No vídeo, Paolla devolve aos homens perguntas que frequentemente são feitas às mulheres famosas em época de Carnaval. A mais clássica delas indaga sobre o processo de preparação para a data que, na visão do entrevistador, certamente envolve uma rotina de treinos, dieta, suor, muito sacrifício e nenhum prazer. Tudo em nome de um corpo definido, sem gordura, para ser exibido assim que a folia começa. 

"Esse ano, eu decidi fazer diferente e quero me preparar para o carnaval de outra forma. Livre de julgamentos, feliz e conectada com cada parte potente que trazemos em nós", escreve a atriz no texto que acompanha o vídeo, num claro desejo de se libertar de algo comum no passado.  

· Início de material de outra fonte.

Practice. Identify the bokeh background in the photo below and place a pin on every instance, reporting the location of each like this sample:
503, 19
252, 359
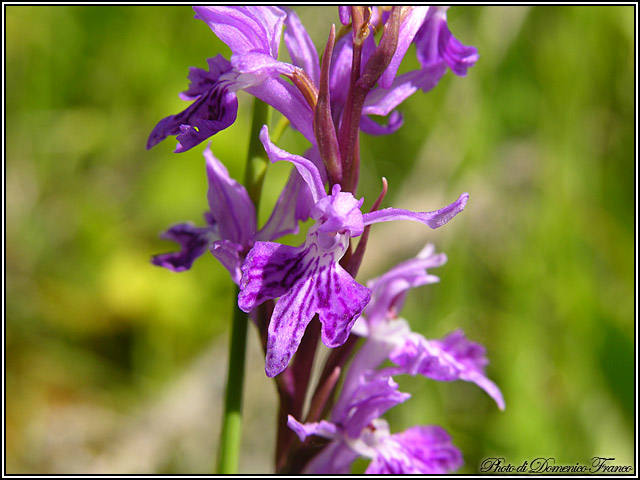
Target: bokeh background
116, 366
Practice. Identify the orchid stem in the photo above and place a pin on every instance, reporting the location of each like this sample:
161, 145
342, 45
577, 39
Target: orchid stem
230, 438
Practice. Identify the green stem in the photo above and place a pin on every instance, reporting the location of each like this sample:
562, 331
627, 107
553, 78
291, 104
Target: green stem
257, 161
232, 421
230, 438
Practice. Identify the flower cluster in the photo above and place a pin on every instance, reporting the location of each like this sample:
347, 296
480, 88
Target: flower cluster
286, 288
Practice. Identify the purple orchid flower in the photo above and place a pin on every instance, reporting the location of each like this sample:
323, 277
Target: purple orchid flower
436, 49
231, 229
253, 35
308, 279
389, 337
357, 430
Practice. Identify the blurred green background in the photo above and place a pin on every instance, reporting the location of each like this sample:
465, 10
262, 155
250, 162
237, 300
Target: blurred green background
116, 366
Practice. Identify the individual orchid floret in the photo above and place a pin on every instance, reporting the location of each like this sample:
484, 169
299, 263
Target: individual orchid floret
390, 337
231, 226
452, 358
308, 279
357, 430
230, 229
253, 35
436, 49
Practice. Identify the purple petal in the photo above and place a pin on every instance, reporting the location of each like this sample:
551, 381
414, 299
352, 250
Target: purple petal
433, 219
214, 110
471, 361
368, 125
229, 203
303, 430
375, 395
408, 29
194, 241
390, 289
306, 168
288, 100
345, 14
294, 204
202, 80
453, 358
256, 67
245, 29
269, 270
302, 51
335, 459
381, 101
417, 450
340, 301
339, 212
435, 44
293, 312
322, 286
228, 254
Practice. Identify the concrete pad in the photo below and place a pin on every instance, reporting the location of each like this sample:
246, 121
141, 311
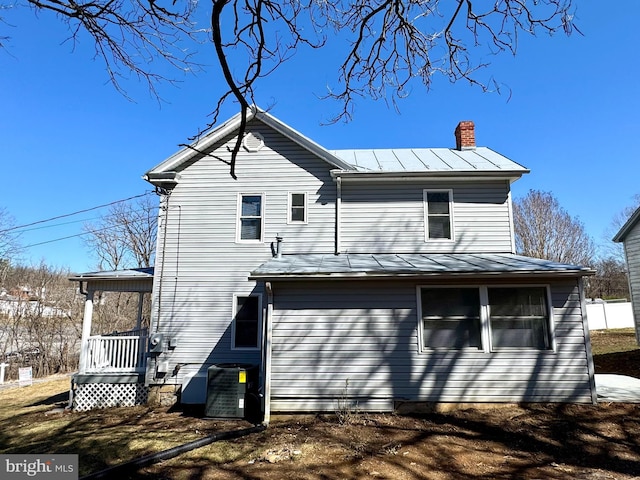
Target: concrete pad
617, 388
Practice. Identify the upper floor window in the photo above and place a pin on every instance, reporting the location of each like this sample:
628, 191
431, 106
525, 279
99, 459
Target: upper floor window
487, 318
246, 324
438, 214
250, 217
297, 208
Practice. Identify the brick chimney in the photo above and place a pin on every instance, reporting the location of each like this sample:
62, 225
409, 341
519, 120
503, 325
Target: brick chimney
465, 136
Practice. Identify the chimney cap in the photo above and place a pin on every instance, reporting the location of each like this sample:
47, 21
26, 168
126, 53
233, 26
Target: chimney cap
465, 135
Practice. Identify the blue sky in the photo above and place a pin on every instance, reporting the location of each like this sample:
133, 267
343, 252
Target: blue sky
69, 141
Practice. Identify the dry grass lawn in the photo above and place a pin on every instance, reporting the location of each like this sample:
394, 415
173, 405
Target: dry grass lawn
503, 442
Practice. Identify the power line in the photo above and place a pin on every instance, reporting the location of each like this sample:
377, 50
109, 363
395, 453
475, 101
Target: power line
103, 217
111, 227
74, 213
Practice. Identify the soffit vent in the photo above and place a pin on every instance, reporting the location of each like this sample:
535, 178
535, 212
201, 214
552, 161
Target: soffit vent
253, 141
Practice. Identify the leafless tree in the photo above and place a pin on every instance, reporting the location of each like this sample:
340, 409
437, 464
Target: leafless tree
40, 320
383, 46
126, 235
543, 229
611, 280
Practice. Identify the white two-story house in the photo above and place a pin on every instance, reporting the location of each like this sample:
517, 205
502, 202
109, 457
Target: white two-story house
372, 276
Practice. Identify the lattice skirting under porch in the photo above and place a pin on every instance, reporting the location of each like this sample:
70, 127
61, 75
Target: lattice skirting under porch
89, 396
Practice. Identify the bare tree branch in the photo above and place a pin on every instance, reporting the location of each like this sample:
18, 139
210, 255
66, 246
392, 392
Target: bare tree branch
543, 229
391, 45
125, 236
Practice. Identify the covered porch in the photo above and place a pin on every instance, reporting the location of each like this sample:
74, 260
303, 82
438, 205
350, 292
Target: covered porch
112, 360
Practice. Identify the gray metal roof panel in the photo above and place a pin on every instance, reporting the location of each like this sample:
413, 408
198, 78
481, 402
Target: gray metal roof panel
428, 159
351, 265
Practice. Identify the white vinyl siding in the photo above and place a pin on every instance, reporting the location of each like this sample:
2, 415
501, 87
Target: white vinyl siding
632, 253
365, 334
205, 266
390, 218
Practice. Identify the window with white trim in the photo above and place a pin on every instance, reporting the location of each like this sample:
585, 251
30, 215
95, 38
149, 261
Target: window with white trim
450, 318
519, 317
487, 318
246, 322
297, 208
438, 212
250, 217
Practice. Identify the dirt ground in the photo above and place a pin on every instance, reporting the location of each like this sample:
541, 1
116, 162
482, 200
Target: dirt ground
540, 441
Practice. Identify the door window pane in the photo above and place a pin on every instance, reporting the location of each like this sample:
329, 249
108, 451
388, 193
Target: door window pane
247, 322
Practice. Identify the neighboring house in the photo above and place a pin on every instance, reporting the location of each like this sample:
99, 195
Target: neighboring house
373, 277
629, 235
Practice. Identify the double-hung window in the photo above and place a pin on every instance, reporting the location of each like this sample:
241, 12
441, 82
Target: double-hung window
487, 318
246, 322
518, 317
297, 208
450, 318
250, 217
438, 211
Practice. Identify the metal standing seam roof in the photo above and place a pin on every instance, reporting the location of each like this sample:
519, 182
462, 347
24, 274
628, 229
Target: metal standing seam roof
386, 265
480, 159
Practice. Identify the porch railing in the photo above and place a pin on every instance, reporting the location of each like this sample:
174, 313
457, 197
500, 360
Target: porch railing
116, 354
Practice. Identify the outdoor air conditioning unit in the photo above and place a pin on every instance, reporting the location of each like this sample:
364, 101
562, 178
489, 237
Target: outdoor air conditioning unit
232, 391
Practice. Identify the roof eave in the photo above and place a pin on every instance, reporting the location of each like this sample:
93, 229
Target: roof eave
416, 275
627, 227
355, 176
227, 128
162, 179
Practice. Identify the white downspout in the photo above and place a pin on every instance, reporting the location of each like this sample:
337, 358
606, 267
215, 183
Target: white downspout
86, 331
338, 214
267, 354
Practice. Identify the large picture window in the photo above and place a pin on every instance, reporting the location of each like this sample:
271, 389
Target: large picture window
485, 317
438, 214
518, 317
450, 318
250, 217
246, 322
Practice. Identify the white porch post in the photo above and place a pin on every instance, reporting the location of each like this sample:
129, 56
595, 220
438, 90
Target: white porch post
140, 304
86, 331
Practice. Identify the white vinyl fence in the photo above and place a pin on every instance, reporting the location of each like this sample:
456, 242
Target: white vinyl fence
610, 315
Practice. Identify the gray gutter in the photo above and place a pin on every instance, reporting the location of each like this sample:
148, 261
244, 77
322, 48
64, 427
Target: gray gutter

Paolla foi até o Samba do Trabalhador, encontro tradicional de músicos que acontece todas às segundas-feiras, no bairro carioca do Andaraí, e ouviu respostas de sambistas que espelham a diferença de como o Carnaval parece ser mais divertido para eles do que para elas. Algumas respostas dadas à atriz são hilárias, como a do comentarista da TV Globo Milton Cunha, cuja dieta pré-carnavalesca consiste em se entregar ao álcool de "uma forma fabulosa". 

Os homens opinam também sobre qual o corpo ideal para sair no Carnaval. "Um corpo livre, leve, sem culpa", diz um dos entrevistados. "Um corpo em que a pessoa se sente bem" afirma outro sambista. São respostas que definitivamente convidam a uma reflexão. 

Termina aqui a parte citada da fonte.